Em qualquer dos cenários apresentados, o caminho tomado pela França parece ser o fim da velha ordem ocidental liberal no país, seguindo uma tendência global. Esta queda do “velho mundo”, por si só, não teria um significado ruim não fosse pela expectativa do que virá depois. Se resta claro que a velha ordem caminha para sua morte na França, ao que tudo indica, conforme nos demonstraram estas eleições, é a extrema-direita fascista quem deve tomar as rédeas da construção de um novo mundo a partir de um dos principais polos políticos da Europa.

Mas isto não significa que não pode haver um fio de esperança para outros caminhos mais otimistas. Na hipótese de uma vitória de Macron, a esquerda ganharia tempo para se reorganizar ao redor dos “insubmissos” e enfim se apresentar como a principal alternativa radical para a construção de uma nova ordem. O crescimento de Mélenchon nas duas últimas eleições mostra, aliás, que não é só a extrema-direita que ganha espaço com a derrocada simbolizada por Macron.

Este reagrupamento, porém, passa por um debate que parece cada dia mais urgente às esquerdas europeias, muitas delas desgastadas por terem aderido ao “establishment”, tendo elas mesmas implementado políticas economicamente liberais, entre outras contradições, como o apoio à OTAN.

Mélenchon chegou onde chegou justamente por compreender estas contradições e a necessidade de apresentação de uma agenda radicalizada à esquerda.
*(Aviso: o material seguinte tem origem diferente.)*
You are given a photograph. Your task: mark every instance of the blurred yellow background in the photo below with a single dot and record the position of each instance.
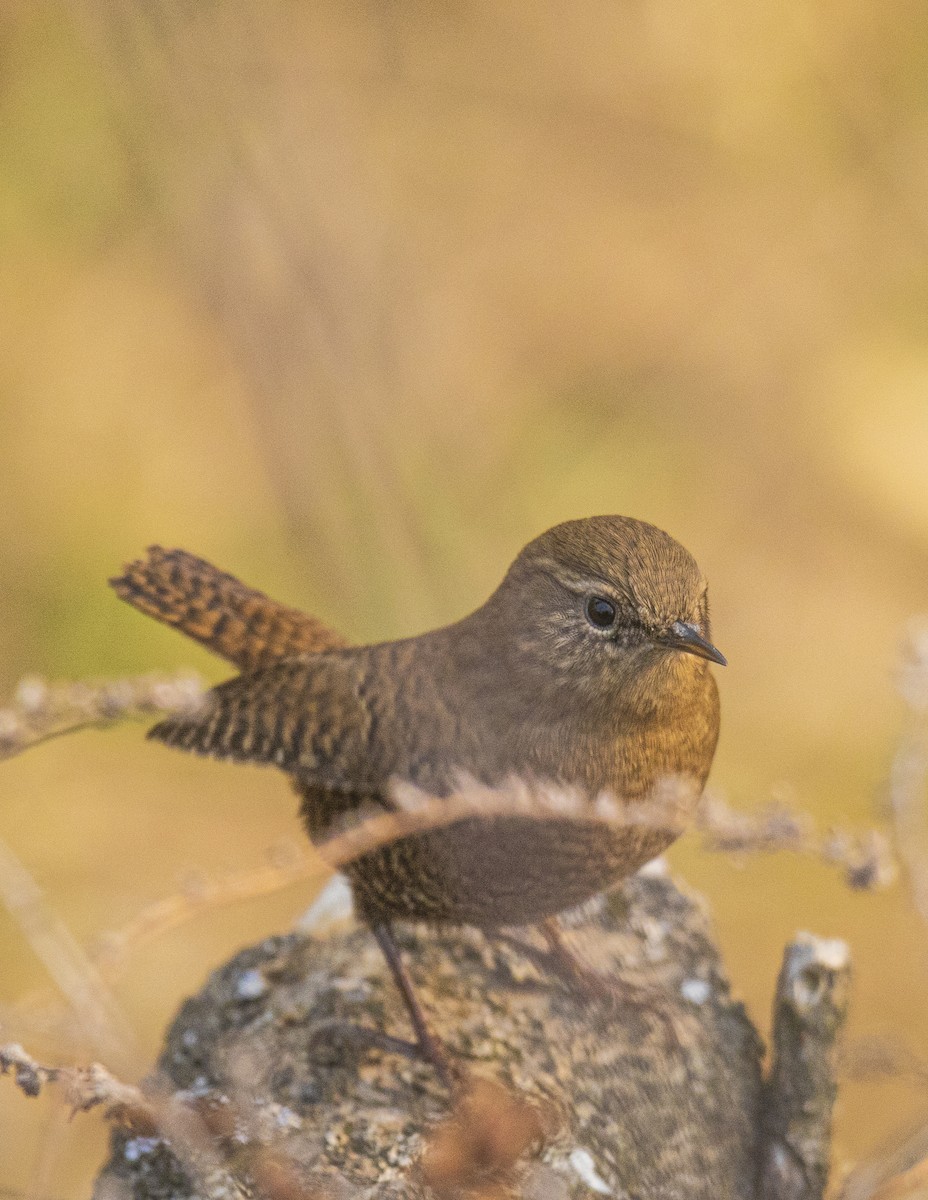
(354, 300)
Teria chegado ainda mais longe se a centro-esquerda francesa tivesse embarcado em sua empreitada. Mas não. O conservadorismo de uma pequena e decadente parte desta esquerda colocou Le Pen no segundo turno.

Agora, de fora, só o que podemos fazer é torcer para que uma vitória de Macron ganhe tempo para que este erro da esquerda seja remediado. Infelizmente, porém, a maior impressão que fica é a de que não há mais tempo para nada. A velha ordem liberal ocidental parece já ter chegado ao fim na França e, ao que tudo indica, serão os fascistas, e não a esquerda, a liderar a construção de uma nova ordem que impactará toda a Europa.